We study estimation of an $s$-sparse signal in the $p$-dimensional Gaussian sequence model with equicorrelated observations and derive the minimax rate. A new phenomenon emerges from correlation, namely the rate scales with respect to $p-2s$ and exhibits a phase transition at $p-2s \asymp \sqrt{p}$. Correlation is shown to be a blessing provided it is sufficiently strong, and the critical correlation level exhibits a delicate dependence on the sparsity level. Due to correlation, the minimax rate is driven by two subproblems: estimation of a linear functional (the average of the signal) and estimation of the signal's $(p-1)$-dimensional projection onto the orthogonal subspace. The high-dimensional projection is estimated via sparse regression and the linear functional is cast as a robust location estimation problem. Existing robust estimators turn out to be suboptimal, and we show a kernel mode estimator with a widening bandwidth exploits the Gaussian character of the data to achieve the optimal estimation rate.

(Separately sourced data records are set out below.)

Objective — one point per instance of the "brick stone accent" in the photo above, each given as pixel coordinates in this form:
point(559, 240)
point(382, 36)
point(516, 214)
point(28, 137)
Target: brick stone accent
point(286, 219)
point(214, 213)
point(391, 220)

翻译：我们研究了在$p$维等相关高斯序列模型中估计$s$-稀疏信号的问题，并推导了极小化极大速率。相关性催生了一个新现象：估计速率与$p-2s$成比例，并在$p-2s \asymp \sqrt{p}$处发生相变。研究表明，当相关性足够强时，它反而成为一种有利因素，而临界相关水平对稀疏程度表现出微妙的依赖性。由于相关性的存在，极小化极大速率由两个子问题驱动：线性泛函的估计（信号均值）以及信号在正交补空间上的$(p-1)$维投影估计。高维投影通过稀疏回归进行估计，而线性泛函则被转化为稳健位置估计问题。现有稳健估计量被证明是次优的，我们提出了一种带宽递增的核众数估计器，该估计器利用数据的高斯特性实现了最优估计速率。